Newly discovered giant planet may have moons with liquid water

NASA has announced the discovery of a new giant planet some 3,700 light years from Earth that orbits around two suns, and resides in the habitable zone, where water could be in liquid form, according to space.com.  The habitable zone is defined as the range from the sun in which liquid water could be stable.

The newly found planet, dubbed Kepler-1647b,  is likely a gas giant without an actual surface of its own, but if it has moons, they could be teeming with flowing water and could possibly support life as we know it.

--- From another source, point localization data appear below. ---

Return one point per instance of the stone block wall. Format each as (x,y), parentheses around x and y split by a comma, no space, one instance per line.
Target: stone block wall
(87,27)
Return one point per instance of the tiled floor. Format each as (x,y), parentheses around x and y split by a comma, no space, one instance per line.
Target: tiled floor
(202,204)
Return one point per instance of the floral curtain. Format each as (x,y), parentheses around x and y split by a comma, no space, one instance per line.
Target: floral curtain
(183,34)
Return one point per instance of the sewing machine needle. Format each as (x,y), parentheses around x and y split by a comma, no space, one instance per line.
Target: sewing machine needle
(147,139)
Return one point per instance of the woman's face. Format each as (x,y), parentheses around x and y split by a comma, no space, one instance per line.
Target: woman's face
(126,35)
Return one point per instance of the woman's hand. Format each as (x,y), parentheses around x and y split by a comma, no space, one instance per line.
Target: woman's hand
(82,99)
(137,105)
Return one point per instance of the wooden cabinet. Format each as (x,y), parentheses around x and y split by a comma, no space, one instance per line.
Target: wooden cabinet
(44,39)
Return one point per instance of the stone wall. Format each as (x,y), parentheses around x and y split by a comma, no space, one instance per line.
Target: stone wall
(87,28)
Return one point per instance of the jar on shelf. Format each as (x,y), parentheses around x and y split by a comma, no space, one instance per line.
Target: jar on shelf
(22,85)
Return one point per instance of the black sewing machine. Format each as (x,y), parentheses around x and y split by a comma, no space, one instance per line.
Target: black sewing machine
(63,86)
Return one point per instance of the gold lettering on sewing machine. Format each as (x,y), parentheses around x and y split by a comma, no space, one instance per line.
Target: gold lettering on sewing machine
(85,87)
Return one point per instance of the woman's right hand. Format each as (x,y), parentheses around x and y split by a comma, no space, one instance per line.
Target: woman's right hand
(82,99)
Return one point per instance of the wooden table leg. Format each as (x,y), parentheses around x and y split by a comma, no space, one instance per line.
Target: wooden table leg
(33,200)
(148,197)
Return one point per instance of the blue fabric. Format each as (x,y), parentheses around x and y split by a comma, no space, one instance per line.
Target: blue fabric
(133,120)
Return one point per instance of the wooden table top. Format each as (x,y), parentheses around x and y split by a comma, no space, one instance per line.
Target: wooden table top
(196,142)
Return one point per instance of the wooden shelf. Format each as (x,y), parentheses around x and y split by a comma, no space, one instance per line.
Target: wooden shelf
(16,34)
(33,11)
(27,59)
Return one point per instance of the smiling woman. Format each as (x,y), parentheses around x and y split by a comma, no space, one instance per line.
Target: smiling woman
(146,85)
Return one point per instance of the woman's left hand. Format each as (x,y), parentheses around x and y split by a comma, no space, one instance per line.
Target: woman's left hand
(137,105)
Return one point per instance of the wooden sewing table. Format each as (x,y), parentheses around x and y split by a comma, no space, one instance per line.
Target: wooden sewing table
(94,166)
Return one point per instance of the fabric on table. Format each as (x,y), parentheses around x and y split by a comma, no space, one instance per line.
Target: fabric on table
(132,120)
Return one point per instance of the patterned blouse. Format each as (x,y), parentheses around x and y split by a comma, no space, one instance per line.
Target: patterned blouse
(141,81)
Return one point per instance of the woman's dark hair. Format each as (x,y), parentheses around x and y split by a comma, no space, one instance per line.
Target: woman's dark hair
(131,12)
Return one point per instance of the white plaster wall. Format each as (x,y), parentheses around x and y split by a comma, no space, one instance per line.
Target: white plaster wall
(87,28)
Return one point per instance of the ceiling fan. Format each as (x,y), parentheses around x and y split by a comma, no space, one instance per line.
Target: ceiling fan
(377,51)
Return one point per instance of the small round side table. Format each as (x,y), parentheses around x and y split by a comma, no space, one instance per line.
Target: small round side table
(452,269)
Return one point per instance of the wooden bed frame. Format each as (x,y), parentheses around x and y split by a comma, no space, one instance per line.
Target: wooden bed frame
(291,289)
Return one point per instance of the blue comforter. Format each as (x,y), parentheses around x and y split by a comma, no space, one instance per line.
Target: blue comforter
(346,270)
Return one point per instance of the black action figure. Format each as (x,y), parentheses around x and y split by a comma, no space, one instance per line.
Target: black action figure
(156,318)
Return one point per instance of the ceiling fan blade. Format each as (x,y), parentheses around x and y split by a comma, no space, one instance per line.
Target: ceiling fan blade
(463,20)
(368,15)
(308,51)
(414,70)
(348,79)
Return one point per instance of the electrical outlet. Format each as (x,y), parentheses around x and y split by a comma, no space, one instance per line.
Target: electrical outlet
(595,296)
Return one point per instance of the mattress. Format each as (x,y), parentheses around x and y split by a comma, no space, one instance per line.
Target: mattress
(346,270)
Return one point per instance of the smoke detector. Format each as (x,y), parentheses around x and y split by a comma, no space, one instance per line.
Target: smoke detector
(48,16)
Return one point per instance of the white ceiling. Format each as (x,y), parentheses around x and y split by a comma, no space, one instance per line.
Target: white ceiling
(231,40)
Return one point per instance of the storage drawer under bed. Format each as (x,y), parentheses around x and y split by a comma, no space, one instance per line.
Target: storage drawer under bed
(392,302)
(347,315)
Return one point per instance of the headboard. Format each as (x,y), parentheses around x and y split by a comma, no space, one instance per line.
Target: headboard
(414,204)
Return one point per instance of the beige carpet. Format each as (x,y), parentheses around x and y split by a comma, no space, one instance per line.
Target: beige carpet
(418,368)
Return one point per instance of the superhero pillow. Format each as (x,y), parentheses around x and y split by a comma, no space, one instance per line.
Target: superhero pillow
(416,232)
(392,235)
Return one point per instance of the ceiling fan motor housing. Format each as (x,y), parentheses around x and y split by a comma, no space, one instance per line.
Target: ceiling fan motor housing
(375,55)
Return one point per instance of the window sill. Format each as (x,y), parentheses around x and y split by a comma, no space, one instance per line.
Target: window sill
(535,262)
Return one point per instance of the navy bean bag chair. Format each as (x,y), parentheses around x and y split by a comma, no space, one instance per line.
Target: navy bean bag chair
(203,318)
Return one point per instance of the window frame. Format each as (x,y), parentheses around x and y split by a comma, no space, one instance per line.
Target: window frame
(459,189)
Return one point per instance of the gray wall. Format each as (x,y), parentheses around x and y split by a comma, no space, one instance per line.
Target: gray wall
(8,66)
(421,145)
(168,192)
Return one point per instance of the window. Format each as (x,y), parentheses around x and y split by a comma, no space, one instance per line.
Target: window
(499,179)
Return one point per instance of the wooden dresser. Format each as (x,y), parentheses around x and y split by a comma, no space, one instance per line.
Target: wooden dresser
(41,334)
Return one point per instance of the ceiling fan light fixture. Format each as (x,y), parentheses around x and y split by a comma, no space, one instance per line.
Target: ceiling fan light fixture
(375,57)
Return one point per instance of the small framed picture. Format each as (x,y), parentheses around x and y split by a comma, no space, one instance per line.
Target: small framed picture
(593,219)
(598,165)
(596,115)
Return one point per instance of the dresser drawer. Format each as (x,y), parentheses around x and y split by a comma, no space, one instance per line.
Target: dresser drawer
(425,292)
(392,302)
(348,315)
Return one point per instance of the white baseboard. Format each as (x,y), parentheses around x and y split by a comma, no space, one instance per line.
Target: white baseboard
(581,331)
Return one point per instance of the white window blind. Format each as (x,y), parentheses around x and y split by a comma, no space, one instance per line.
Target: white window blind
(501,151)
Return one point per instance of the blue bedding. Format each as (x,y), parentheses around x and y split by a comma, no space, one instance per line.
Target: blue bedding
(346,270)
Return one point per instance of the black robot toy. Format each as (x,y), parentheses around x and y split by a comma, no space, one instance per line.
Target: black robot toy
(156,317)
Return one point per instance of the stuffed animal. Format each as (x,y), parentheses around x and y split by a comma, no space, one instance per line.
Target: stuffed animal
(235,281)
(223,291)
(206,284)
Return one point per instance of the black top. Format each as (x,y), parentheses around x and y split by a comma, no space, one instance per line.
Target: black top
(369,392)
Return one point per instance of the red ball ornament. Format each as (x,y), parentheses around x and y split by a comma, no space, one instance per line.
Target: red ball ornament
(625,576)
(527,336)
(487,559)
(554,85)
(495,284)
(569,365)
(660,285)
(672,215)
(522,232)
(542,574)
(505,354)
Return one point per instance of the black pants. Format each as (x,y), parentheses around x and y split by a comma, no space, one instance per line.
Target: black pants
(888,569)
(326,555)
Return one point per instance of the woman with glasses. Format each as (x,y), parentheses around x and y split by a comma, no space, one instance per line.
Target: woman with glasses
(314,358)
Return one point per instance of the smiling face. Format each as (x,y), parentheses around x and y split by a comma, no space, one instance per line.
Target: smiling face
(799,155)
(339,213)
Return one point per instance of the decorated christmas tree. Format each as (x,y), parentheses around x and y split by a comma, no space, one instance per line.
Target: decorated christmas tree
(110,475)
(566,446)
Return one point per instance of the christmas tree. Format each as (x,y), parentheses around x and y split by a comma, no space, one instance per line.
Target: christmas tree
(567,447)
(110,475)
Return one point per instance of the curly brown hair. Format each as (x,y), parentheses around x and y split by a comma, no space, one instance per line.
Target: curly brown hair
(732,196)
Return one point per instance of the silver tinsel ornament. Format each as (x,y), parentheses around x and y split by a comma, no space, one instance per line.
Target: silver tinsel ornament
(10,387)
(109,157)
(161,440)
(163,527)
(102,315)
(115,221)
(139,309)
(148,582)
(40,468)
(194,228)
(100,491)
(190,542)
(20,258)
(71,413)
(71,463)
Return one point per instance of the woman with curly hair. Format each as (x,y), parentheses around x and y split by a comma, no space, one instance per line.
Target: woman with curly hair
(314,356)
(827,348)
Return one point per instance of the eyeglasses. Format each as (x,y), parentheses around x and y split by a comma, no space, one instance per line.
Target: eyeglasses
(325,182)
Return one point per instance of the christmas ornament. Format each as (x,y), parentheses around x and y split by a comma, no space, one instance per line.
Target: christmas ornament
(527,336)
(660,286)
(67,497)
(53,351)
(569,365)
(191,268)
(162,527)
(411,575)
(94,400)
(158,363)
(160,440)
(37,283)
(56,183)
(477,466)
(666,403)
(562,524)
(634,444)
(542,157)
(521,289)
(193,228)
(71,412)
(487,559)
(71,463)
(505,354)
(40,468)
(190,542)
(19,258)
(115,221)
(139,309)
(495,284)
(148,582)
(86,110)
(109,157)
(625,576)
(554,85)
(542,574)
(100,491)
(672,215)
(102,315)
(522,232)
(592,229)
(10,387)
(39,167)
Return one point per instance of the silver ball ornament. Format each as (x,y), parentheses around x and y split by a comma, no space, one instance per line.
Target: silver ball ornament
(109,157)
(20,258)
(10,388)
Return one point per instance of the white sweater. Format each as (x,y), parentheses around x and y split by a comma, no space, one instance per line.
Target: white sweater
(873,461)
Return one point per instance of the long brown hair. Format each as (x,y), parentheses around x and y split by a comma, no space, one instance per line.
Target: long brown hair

The discovery was made by NASA’s Kepler space telescope, which left Earth in 2009, searching for planets similar to our own across the galaxy.  The observations by the telescope ended in May of 2013 when the second of four orientation-maintaining reaction wheels stopped functioning, but scientists on Earth are still pouring over mounds of data provided by the craft.  The telescope was restarted in 2014 after the mission team discovered a new way to stabilize the spacecraft.

Thus far, the mission has discovered over 2,200 confirmed planets, by observing the pass of the planets across the vision line between their home star and the spacecraft’s instruments.  Scientists are able to calculate the size of the worlds and the distance from their stars by the time it takes to make an orbit.

And that is the reason it took so long to discover Kepler-1647b, despite it being roughly the size of Jupiter, and the largest planet found so far that orbits around two stars.  The gas giant takes 1,107 Earth days to circle the stars.  Typically, the Kepler telescope needs three transits to make an identification of an exoplanet, so worlds with extremely long cycles are difficult to find, regardless of size.

The two stars around which the planet orbits are about the same size as our own sun, with one slightly larger and the other just a little smaller.  They are both estimated to be 4.4 billion years old, compared to our sun’s 4.6 billion age.

The research team announced their discovery at the 228th meeting of the American Astronomical Society in San Diego, and their research has been accepted for publication in The Astrophysical Journal.